The racial politics in I, Robot and other films are thus rather complex, once the plot developments are considered alongside the mere identity of individual actors and characters. If Whiteness indeed “confers power and privilege” (694) in AI films, as Cave and Dihal contend, then Ex Machina does not serve as a well-chosen example. In this film, AI is developed by a character played by an actor whose Hispanic identity, if acknowledged, offers a counter-narrative to the supposed whiteness of AI; a plot element that may have been inspired by the biography and cultural background of Google-CEO Sundar Pichai. Furthermore, the “Whitest” character in Ex Machina, played by Gleeson, foolishly falls in love with the robot and is subsequently cruelly played by her, leaving him a prisoner in the locked-down research facility when she makes her glorious escape, after brutally stabbing Nathan, her “creator” and master, in a scene that bears clear phallic references and amounts to her and Kyoko taking revenge on his phallocratic regime. The racism that might apply to this plot element is possibly one of a hyper-sexualized and immoral Hispanic protagonist, yet the final power struggle in this film involves two characters played by an Asian actress and a Hispanic actor. When Ava finally steps out of her non-Edenic paradise, her body is a hybrid blend of her “own” White body (really a non-human robotic wire frame) with non-European skin and arms attached to it. The film, in short, does not quite serve as an example for what Cave and Dihal find, namely a general prevalence for “persistent stereotypes about technology as the province and product of one particular racial group—White people” (686). In Ex Machina, AI is the product of a Hispanic genius, taken away from him by his female robots, leaving the only “White” human character behind looking like the idiot he was scripted to be. While the film clearly addresses masculinity as caught up in sexual desire, alcohol abuse and a grotesque sense of the male gaze along with men’s power, it ultimately renders the female robot victorious, having presented her and her co-suffering fellow female AI robots as smarter and acting with more solidarity but also as less deterministic about ethnic and racial differences.

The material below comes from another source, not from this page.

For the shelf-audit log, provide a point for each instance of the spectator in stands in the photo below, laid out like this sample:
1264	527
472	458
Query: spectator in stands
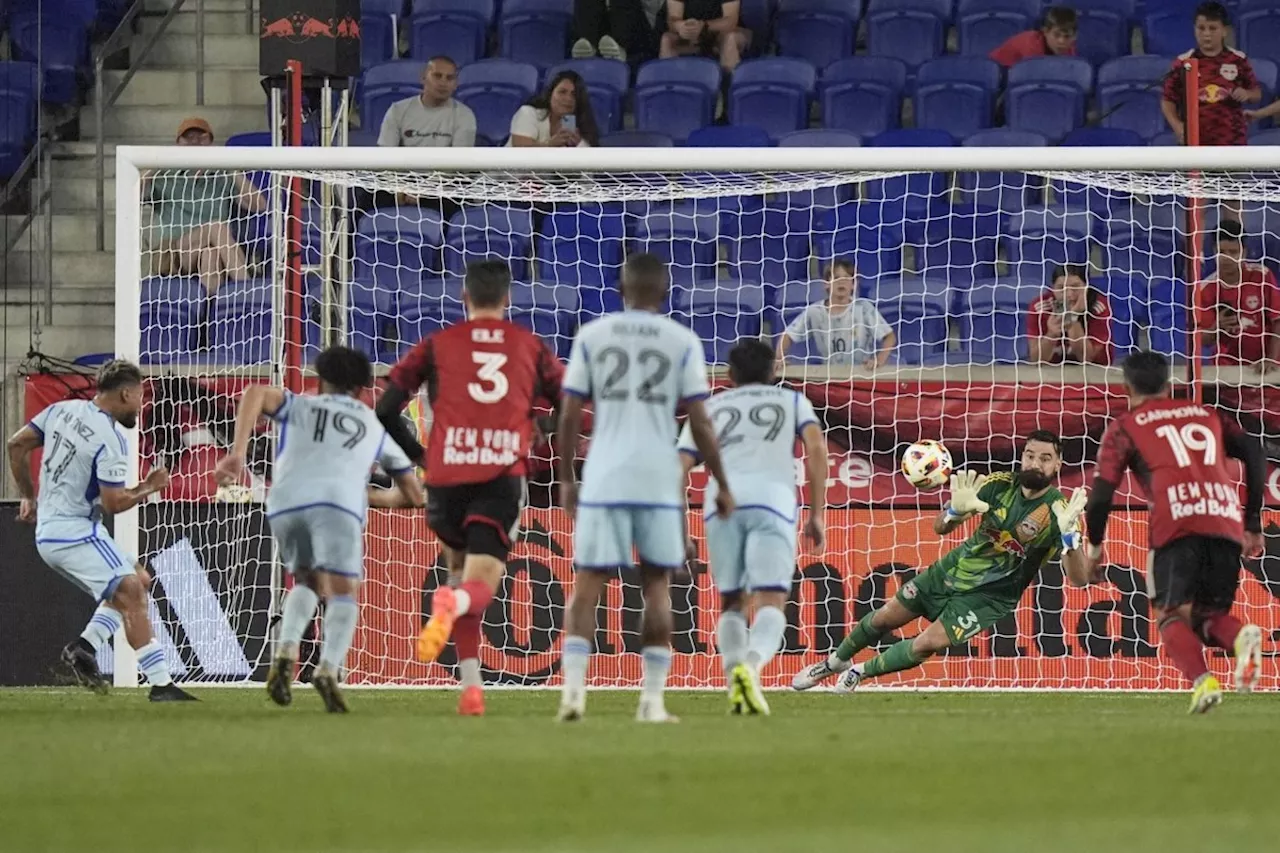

Any critical discussion of the ethnic and racial identities of AI characters should strive to provide accurate representations of the complexity of this issue. While racism clearly plays a crucial role also in the film industry, little is gained by reducing diversity to simple binaries, in effect silencing any cinematic attempt at addressing the range of identities that reality also includes. If a racially and ethnically diverse cast and plot are reduced to one image of a Scandinavian actress, arguments based on such a simplification can hardly contribute to an ethically serious discussion of the topics at hand. Much more could be said about racist (and sexist) stereotypes in Ex Machina than I have done in this short commentary, but suggesting that the film exclusively embraces whiteness falls significantly short of the complexity both attempted and (maybe partly) achieved in this film. When criticism does not acknowledge and critically discuss the diversity that exists in films and other art objects, it risks engaging in the very form of colour blindness and silencing that it sets out to critique. Not addressing and naming the existence of black, Hispanic and other “other” aspects significantly reduces the truth value of any discussion about such topics. When Cave and Dihal “argue that AI racialised as White allows for a full erasure of people of colour from the White utopian imaginary” (687), they certainly make a valid point: but the “erasure of people of colour” should not, then, feature so prominently in their chosen examples.